Vice-chancellors who think the answer to their financial worries lies in increasing recruitment overseas beware, there may be stiff competition for international students from unexpected quarters. Universities and colleges may find themselves jostling for space with Wormwood Scrubs, Tesco and the Archbishop of Canterbury on a new government register of "approved" education and training providers in the UK.
The thinking behind the register was simple enough: to "tackle immigration abuse in the education sector" and identify bona fide schools, colleges and universities. But it may be rather more all-embracing than intended, as it implies that overseas students keen to partake of a Prison Service education may face as few problems in securing a visa as those thinking of applying to approved British universities.
If studying at Her Majesty's pleasure has limited appeal, there are plenty of taxi firms or coffee shops on the list for international students to consider.

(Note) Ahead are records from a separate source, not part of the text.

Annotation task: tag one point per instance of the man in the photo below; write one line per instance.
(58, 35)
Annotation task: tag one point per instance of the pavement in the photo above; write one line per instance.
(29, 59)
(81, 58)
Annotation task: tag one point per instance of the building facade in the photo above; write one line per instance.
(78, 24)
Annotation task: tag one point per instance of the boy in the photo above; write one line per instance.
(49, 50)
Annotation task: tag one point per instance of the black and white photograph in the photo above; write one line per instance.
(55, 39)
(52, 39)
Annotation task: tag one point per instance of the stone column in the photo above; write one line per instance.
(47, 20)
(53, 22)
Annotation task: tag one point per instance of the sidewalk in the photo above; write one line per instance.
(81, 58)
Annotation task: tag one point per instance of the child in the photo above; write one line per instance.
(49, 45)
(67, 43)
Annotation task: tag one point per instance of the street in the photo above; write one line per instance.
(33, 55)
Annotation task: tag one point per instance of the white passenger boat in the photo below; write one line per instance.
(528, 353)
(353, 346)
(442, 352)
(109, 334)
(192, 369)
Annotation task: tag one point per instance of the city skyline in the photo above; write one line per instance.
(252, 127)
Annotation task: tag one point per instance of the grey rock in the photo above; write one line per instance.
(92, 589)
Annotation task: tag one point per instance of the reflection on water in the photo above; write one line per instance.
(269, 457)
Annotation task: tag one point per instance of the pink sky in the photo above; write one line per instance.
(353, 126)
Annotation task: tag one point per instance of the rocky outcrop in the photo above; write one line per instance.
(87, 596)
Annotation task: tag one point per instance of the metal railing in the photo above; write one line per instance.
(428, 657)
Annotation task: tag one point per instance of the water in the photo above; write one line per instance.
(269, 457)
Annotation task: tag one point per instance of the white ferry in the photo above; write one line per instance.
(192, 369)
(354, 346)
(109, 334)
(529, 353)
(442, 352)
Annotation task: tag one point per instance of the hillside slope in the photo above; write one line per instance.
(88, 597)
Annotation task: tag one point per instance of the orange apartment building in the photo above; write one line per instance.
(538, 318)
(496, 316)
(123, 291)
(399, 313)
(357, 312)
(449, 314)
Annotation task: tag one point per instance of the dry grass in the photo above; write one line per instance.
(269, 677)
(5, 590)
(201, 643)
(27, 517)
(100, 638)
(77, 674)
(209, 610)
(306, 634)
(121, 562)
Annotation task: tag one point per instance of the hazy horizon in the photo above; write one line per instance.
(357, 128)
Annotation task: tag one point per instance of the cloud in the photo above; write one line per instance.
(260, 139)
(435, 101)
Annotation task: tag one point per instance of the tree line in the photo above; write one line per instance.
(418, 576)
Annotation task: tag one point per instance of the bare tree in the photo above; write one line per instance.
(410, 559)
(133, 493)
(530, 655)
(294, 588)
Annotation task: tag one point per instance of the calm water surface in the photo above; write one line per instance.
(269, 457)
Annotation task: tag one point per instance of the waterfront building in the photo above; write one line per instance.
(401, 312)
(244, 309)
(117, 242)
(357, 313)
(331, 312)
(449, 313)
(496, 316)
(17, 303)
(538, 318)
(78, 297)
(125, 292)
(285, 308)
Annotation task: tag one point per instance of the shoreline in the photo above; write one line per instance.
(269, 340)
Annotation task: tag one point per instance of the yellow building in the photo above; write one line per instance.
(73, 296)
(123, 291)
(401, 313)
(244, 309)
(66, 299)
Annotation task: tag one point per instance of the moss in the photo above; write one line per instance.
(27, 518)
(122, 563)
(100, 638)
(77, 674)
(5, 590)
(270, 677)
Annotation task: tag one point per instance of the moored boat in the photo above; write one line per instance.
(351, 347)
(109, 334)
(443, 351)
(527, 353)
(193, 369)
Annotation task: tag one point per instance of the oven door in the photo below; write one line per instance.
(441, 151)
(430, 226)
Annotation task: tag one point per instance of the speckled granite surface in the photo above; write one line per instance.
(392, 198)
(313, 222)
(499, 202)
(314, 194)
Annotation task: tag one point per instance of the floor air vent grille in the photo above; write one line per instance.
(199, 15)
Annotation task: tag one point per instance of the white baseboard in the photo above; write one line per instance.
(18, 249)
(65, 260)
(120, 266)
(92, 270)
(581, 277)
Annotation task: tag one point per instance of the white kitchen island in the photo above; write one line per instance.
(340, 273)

It remains to be seen whether the appearance of Dr Rowan Williams on the register - by virtue of an ancient right of Archbishops to confer degrees - will prompt a flood of eager applications to Lambeth Palace.
Perhaps a more refined register, more clearly categorised, might be in order to direct would-be applicants to the most appropriate setting for their study. In the meantime, vice-chancellors might like to ponder how to differentiate themselves from prisons, supermarkets and cabbies in this apparently burgeoning market for overseas recruits.